Michele arcangelo, nel cui “sacellum” si trova una bella statua
del santo; vi è collocato anche il
fonte battesimale, ricavato dalla magella del pozzo del castello,
a forma esagonale, di epoca quattrocentesca, sulla quale sono scolpiti la
facciata del castello e alcuni archi.
Vi sono collocate inoltre varie statue del Settecento e dell’Ottocento.
Nella chiesa vi erano più patronati laici, retti
dalle famiglie più in vista del paese. Oltre a quello del ss. Sacramento che,
come detto era il più antico, da una relazione del 1659 del vescovo Carlo
Sgombrino,
veniamo a sapere che vi erano anche quelli del ss. Sangue di Cristo, retto dalla
famiglia Ballatore con annui ducati 20; di s. Paolo con 15 ducati e di s.
Gregorio con 25. I redditi degli ultimi due patronati erano assegnati
rispettivamente alle chiese di s. Sofia e s. Iacopo.

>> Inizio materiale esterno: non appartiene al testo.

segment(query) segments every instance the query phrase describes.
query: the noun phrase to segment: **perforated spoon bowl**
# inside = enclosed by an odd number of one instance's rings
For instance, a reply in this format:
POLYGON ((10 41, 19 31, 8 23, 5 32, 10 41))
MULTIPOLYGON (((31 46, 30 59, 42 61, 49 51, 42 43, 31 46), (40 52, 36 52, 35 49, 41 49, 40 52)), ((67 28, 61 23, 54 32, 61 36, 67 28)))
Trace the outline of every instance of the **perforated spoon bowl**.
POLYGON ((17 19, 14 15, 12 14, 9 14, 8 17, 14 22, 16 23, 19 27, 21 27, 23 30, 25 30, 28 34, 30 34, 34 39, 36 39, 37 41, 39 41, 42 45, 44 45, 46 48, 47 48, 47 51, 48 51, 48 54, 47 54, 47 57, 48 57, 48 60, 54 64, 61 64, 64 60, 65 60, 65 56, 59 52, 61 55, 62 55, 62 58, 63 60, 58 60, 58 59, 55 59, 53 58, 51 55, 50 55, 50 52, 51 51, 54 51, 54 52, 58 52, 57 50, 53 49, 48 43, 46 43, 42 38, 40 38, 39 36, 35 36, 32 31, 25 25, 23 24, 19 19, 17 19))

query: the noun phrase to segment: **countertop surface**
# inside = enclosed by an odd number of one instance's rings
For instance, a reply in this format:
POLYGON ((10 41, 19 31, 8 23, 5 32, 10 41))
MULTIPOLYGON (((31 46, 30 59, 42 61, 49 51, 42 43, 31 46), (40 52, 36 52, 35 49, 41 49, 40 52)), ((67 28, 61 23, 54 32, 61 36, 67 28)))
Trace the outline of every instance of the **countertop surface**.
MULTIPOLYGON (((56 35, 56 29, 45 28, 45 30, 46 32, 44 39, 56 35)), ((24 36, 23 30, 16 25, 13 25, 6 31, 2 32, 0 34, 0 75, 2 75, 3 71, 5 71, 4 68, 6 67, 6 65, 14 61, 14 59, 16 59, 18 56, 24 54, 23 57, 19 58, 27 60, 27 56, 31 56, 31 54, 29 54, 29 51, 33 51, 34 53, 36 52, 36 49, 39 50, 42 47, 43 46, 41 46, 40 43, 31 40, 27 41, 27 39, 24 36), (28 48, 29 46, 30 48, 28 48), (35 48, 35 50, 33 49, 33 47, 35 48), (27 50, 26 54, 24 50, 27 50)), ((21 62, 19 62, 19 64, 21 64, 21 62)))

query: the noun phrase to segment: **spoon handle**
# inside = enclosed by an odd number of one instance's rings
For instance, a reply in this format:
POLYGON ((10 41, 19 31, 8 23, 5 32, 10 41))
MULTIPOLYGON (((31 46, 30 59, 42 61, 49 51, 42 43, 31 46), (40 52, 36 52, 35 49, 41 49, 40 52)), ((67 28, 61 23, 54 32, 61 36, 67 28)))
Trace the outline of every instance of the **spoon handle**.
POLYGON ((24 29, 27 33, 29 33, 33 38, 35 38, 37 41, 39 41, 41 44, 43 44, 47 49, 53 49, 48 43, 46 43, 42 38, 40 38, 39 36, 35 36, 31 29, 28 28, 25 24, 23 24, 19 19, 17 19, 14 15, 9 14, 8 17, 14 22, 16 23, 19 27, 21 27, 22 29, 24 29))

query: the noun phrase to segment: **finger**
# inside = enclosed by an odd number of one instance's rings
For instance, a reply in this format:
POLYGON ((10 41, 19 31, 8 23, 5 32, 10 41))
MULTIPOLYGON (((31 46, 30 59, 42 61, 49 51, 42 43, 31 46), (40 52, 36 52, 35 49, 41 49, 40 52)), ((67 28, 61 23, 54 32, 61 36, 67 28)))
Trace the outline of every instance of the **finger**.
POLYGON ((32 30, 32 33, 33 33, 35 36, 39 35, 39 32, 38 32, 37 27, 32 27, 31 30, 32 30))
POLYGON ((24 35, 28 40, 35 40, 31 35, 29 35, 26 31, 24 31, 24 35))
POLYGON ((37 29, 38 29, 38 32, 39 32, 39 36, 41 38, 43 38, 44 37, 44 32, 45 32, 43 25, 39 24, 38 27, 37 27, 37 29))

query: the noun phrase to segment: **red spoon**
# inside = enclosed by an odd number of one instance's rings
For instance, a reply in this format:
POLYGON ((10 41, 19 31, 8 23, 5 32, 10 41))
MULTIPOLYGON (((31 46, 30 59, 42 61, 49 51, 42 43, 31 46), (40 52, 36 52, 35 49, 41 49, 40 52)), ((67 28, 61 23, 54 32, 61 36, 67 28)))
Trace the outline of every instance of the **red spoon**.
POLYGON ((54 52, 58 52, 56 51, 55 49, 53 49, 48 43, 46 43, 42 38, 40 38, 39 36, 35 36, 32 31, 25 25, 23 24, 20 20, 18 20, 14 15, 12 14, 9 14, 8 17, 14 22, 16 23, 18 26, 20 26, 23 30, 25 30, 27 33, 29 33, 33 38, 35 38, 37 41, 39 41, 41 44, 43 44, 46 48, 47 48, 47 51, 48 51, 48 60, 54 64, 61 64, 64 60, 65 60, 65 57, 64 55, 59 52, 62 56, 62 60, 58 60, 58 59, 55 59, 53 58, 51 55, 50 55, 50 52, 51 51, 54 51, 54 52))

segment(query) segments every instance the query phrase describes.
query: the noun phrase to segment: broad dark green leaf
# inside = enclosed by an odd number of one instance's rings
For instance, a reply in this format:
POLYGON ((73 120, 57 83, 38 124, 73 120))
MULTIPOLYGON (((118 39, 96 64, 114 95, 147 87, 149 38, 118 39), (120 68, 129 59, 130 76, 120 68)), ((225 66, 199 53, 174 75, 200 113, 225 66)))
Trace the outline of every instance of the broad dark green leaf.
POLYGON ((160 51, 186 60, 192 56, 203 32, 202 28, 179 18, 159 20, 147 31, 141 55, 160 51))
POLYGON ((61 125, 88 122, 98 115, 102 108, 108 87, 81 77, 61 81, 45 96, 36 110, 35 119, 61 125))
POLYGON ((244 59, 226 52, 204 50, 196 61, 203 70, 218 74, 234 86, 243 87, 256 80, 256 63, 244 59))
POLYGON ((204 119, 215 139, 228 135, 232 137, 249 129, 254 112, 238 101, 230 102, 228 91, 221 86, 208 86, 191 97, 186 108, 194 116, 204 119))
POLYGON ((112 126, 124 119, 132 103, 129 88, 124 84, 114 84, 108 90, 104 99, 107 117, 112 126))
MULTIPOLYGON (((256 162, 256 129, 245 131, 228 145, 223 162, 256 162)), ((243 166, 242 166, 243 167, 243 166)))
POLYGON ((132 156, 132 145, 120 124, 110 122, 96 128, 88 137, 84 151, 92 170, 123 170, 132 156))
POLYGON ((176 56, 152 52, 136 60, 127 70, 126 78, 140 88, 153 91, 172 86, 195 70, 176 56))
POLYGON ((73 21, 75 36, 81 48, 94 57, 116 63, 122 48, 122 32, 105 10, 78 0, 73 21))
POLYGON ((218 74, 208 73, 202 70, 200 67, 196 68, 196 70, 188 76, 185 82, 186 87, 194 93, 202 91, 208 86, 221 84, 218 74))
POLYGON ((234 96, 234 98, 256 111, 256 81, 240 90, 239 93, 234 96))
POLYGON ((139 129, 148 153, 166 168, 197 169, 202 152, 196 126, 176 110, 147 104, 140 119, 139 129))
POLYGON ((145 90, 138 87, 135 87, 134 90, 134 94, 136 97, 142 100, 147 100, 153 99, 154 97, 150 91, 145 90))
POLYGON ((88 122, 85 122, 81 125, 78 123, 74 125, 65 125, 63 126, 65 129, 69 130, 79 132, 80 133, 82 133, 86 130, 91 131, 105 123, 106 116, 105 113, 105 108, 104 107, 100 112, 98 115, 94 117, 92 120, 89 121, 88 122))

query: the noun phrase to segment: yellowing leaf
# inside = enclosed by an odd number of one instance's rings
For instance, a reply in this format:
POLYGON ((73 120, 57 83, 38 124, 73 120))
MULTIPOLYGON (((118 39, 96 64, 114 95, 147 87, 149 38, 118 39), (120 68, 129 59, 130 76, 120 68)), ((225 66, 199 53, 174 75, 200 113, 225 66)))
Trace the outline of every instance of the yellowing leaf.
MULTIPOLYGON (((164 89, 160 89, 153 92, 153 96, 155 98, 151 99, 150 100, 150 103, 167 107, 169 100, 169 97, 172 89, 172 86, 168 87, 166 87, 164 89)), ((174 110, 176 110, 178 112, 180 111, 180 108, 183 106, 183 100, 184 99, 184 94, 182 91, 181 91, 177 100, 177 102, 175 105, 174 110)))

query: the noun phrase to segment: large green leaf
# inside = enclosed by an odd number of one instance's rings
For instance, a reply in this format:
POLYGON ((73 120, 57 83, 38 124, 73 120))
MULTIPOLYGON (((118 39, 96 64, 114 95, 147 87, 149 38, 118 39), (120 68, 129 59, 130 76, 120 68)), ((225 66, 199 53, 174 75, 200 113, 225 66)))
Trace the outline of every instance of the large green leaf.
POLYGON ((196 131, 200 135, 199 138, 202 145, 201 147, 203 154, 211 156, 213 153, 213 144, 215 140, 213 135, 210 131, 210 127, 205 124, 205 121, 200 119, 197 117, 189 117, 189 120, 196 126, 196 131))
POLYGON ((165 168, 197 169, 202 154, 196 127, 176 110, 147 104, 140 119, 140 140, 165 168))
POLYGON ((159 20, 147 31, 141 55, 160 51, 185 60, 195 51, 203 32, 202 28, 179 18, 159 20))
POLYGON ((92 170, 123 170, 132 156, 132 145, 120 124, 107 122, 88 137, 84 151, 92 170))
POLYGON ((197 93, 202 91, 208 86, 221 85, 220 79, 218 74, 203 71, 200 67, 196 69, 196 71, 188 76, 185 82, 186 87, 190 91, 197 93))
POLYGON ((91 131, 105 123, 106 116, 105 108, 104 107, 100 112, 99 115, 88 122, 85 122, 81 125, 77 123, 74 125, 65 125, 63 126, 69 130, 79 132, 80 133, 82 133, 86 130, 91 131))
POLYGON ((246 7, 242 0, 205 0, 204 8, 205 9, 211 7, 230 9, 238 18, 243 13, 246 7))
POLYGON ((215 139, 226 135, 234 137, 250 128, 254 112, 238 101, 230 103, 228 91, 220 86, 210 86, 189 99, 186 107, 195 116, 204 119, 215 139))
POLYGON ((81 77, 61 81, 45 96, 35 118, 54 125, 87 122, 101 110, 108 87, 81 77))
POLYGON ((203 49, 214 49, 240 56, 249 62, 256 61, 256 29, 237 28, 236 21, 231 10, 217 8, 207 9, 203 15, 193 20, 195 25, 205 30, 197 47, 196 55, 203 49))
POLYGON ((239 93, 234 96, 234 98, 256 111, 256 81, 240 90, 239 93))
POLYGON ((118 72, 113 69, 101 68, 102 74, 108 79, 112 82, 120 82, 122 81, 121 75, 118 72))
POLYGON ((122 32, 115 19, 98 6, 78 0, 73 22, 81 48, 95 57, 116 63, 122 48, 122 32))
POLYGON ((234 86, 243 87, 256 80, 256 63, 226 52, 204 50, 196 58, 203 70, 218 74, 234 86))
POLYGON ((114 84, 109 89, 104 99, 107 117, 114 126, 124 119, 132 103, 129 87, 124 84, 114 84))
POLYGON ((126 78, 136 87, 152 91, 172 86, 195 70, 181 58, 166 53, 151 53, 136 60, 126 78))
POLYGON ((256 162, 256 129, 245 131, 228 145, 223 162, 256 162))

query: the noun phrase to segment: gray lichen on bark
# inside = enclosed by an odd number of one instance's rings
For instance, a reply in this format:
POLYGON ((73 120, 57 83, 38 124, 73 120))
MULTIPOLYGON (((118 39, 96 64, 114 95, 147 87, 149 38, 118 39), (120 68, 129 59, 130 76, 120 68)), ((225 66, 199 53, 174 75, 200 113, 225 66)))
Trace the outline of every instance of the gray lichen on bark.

Nel 1695 fu riattivata nella cattedrale anche la
confraternita laica del ss. Rosario che, negli anni precedenti, aveva avuto la
sua sede naturale nel convento di s. Domenico, prima che fosse sciolta.
Nell’aprile 1725 veniva fondata la cappellania di
s. Antonio di Padova sotto il giuspatronato della famiglia Gargano.
Questo
altare, probabilmente, fu eretto dal vescovo Giovan Antonio di Paola (1577 -
1591), in quanto il papa Gregorio XIII concesse nel 1583 un privilegio ad un
suo altare, come si rileva da un’iscrizione, adesso murata sulla parete
antistante la cappella del ss. Sacramento, ma che prima del restauro degli
anni Cinquanta si trovava murata nella parte finale della navata opposta.